Article

No longer a Black Box––AI Makes Sense, too! –– Discuss Explainable AI

Written by: Doris Kao

Deep learning can help us solve many problems and be used in many tasks, such as image classification, target detection, image segmentation, etc. Many people are curious about what DL models learn from the training process. What do they see in the images to base their judgments on in image tasks? 

"Explainable AI (XAI)" is the answer to such questions; these methods include CAM, Grad-CAM and Grad-CAM++. Here we would like to introduce Grad-CAM, published in the IEEE journal in 2017.

Methods

Grad-CAM, namely Gradient-weighted Class Activation Mapping, is introduced in the paper as follows: "For a decision value of interest, Grad-CAM uses the gradient information returned to the last convolutional layer in the CNN model to determine the importance of each neuron." For each input image, Grad-CAM generates a heat map indicating the areas considered important by the model. Grad-CAM can be widely applied to different CNN models without changing the original model architecture or retraining the model. 

  

Examples

We use X-ray pneumothorax detection as an example (the data is sourced from the Kaggle contest): SIIM-ACR Pneumothorax Segmentation. The following results are superposition images of X-ray and the heat map generated by Grad-CAM, and the segmentation provided by the contest is marked red, which can be classified into 4 cases:
  

1. Pneumothorax is predicted and actual (True Positive)

2. Pneumothorax is predicted and not actual (False Positive)

3. Pneumothorax is not predicted and actual (False Negative)

4. Pneumothorax is not predicted and not actual (True Negative)

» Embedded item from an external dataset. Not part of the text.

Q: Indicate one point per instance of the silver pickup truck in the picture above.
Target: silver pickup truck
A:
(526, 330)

In the first case, there is an interesting finding: the model does not only look at the area with pneumothorax, but also looks at the X-ray chest tube image when determining whether there is a pneumothorax or not.

Discussion

In the past, the Stanford Machine Learning Group provided CheXpert data for pneumothorax detection, and labeled them as 15 chest disease categories. Andrew Ng's team also modeled this dataset, but there was no significant difference compared to the radiologist's interpretation. This may be due to the fact that there are occasionally chest tubes placed by the physicians into the patient's body; the features of those chest tubes are so obvious that AI may learn from them. 

Now AI is not a black box anymore, since Grad-CAM provides explainability for us to make sense of features learned by AI. In addition, turning classification into segmentation enables AI to focus on the lesions, and can also avoid unexplainable AI.